When Drinking Is A Problem For College Students
Social use of alcohol is a common practice followed by many healthy college students. Generally, this behavior does not lead to significant problems as long as students make mature decisions regarding their alcohol consumption, such as drinking in moderation and drinking in a manner that does not place themselves or others in danger. Unfortunately, for some college students drinking becomes a problem and sometimes a disease. Sometimes starting in high school, addiction to alcohol, also known as Alcohol Use Disorder is a common medical problem, but alcohol problems on college campuses are often ignored and considered a phase. In fact, alcoholism and drug use go hand-in-hand as substance use disorder in college students is a growing problem. According to the National Institute on Alcohol Abuse and Alcoholism, 20% of college students between the ages of 18 and 24 meet the criteria for Alcohol Use Disorder. Researchers estimate that about 1,825 college students die from alcohol-related injuries, 698,000 students are assaulted by another student who has been drinking and 97,000 students report experiencing alcohol-related sexual assault. About 25% of college students report academic problems related to drinking.

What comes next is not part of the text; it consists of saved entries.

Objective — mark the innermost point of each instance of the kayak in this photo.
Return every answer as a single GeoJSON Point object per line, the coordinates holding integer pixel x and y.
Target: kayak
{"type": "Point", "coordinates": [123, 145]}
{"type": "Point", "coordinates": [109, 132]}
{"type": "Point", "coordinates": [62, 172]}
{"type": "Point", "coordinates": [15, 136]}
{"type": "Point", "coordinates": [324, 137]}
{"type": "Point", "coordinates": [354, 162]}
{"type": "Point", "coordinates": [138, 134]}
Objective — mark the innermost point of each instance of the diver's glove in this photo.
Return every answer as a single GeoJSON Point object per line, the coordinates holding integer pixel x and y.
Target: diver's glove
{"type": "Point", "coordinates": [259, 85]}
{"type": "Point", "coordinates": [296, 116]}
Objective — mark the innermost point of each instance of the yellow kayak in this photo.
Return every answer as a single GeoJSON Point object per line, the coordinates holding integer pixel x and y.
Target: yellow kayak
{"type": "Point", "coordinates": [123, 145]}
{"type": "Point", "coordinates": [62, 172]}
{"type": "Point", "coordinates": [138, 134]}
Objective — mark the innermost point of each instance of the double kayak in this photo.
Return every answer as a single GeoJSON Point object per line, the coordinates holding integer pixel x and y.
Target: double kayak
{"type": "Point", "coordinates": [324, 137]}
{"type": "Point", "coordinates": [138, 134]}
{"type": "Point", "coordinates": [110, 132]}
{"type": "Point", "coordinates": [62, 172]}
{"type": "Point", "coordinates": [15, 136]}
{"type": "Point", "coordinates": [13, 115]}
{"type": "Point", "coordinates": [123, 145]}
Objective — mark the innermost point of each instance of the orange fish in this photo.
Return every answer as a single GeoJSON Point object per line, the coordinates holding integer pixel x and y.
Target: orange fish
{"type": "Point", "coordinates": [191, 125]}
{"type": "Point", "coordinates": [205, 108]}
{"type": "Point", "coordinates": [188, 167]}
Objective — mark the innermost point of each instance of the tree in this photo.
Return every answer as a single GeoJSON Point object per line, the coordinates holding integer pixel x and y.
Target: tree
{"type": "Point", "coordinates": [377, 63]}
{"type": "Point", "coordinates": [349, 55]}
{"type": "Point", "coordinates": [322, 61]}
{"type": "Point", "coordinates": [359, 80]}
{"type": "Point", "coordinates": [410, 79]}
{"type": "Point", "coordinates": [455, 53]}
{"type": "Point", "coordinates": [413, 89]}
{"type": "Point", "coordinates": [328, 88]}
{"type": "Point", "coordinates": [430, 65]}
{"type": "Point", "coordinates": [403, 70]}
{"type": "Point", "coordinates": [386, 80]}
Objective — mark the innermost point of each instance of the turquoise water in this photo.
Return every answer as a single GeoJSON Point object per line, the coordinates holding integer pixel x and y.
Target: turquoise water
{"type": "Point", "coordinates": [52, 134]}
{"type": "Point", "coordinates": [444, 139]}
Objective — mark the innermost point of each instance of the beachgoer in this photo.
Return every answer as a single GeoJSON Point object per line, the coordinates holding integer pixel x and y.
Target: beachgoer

Signs Of Alcoholism In College Students
If you have a college-aged friend or relative who has the following problems, there is a good chance they have a problem with drinking and may have Alcohol Use Disorder.
- Academic problems including missing classes, falling behind in class or testing performed poorly on exams and papers
- Repeated binge drinking such as 4-5 drinks within 2 hours
- Relationship problems related to alcohol use
- Drinking activities on a daily basis
- Hiding the use of alcohol from others
- Difficulty stopping or reducing alcohol use
- Withdrawal symptoms including insomnia, shakiness, sweating and nausea/vomiting
Alcoholism on college campuses is not an issue that should be ignored or accepted. Not only can alcoholism result in alcohol poisoning, it can also lead to developing an alcohol-related mental health disorder. If you have a friend who has some of these warning signs, please talk with them. Express your concerns and encourage them to get help. Just the fact that you have expressed your concerns may be enough for them to take a hard look at their alcohol use and perhaps they may consider seeking substance use disorder treatment.